2022-11-17 22:41:32,901 INFO nsx_kubernetes_lib.vmware.kubernetes.service.kubectl.kubectl_117_service[289]:get_cluster_dns_domain Getting cluster dns domain {}

However a few lines later we see that it fails, reporting that the confimap it was looking for in our cluster doesn’t exist.

2022-11-17 22:41:32,981 ERROR nsx_kubernetes_lib.vmware.kubernetes.common.utility[35]:execute Error executing command ['kubectl', 'get', 'configmap', 'kubeadm-config', '-n', 'kube-system', '-o', 'yaml', '--kubeconfig=/config/vmware/napps/.kube/config'],  'Error from server (NotFound): configmaps "kubeadm-config" not found\n'
2022-11-17 22:41:32,981 ERROR __main__[70]:main Error executing function get_cluster_dns_domain. Error message: Error from server (NotFound): configmaps "kubeadm-config" not found\n

I notice that it’s looking for a ConfigMap called kubeadm-config. Just to ensure that this wasn’t some bug I ran the same command myself and sure enough it returned no results.

> kubectl get configmap -n kube-system kubeadm-config

Error from server (NotFound): configmaps "kubeadm-config" not found

It turns out that RKE2 does not use Kubeadm to form the cluster and thus never writes this ConfigMap to the cluster state like other K8s distributions do. The NAPP wizard just assumes this file will always exist and uses it to extract the cluster’s DNS domain name during setup.

The fix #

So how do we fix this without switching to another K8s distribution? If we look at a kubeadm-config ConfigMap from another cluster (I used a Kind cluster), we find that the dnsDomain is indeed listed.

> kubectl get configmap -n kube-system kubeadm-config -o yaml

apiVersion: v1
data:
  ClusterConfiguration: |
    apiServer:
      certSANs:
      - localhost
      - 127.0.0.1
      extraArgs:
        authorization-mode: Node,RBAC
        runtime-config: ""
      timeoutForControlPlane: 4m0s
    apiVersion: kubeadm.k8s.io/v1beta3
    certificatesDir: /etc/kubernetes/pki
    clusterName: kind
    controlPlaneEndpoint: kind-control-plane:6443
    controllerManager:
      extraArgs:
        enable-hostpath-provisioner: "true"
    dns: {}
    etcd:
      local:
        dataDir: /var/lib/etcd
    imageRepository: registry.k8s.io
    kind: ClusterConfiguration
    kubernetesVersion: v1.25.3
    networking:
      dnsDomain: cluster.local
      podSubnet: 10.244.0.0/16
      serviceSubnet: 10.96.0.0/16
    scheduler: {}    
kind: ConfigMap
metadata:
  creationTimestamp: "2022-11-20T19:44:33Z"
  name: kubeadm-config
  namespace: kube-system
  resourceVersion: "198"
  uid: 5a087414-6ef3-4e44-b146-08ff39ceb6d6

To fix we simply create our own kubeadm-config ConfigMap with just the data we need:

apiVersion: v1
data:
  ClusterConfiguration: |
    networking:
      dnsDomain: cluster.local    
kind: ConfigMap
metadata:
  name: kubeadm-config
  namespace: kube-system
  annotations:
    a8r.io/description: "This is a fake configmap that has to be in place for NAPP to be able to pull the dnsDomain field."
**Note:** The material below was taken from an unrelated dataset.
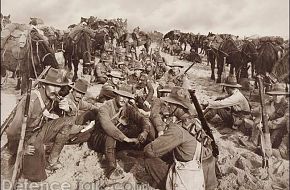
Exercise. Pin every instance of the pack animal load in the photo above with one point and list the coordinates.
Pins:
(13, 41)
(275, 39)
(77, 32)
By default most clusters use cluster.local as the DNS domain name. This is the case for RKE2. I also added an annotation that describes why we made this object in the first place.

Then we just throw this in a file and apply it to our cluster!

> kubectl apply -f fake-kubeadm-config.yaml

configmap/kubeadm-config created

If we run the prechecks again, voila, the DNS domain name check is now passing! Precheck wizard success

TL;DR #

Apply the following configmap to your cluster and re-run the wizard:

apiVersion: v1
data:
  ClusterConfiguration: |
    networking:
      dnsDomain: cluster.local    
kind: ConfigMap
metadata:
  name: kubeadm-config
  namespace: kube-system
  annotations:
    a8r.io/description: "This is a fake configmap that has to be in place for NAPP to be able to pull the dnsDomain field."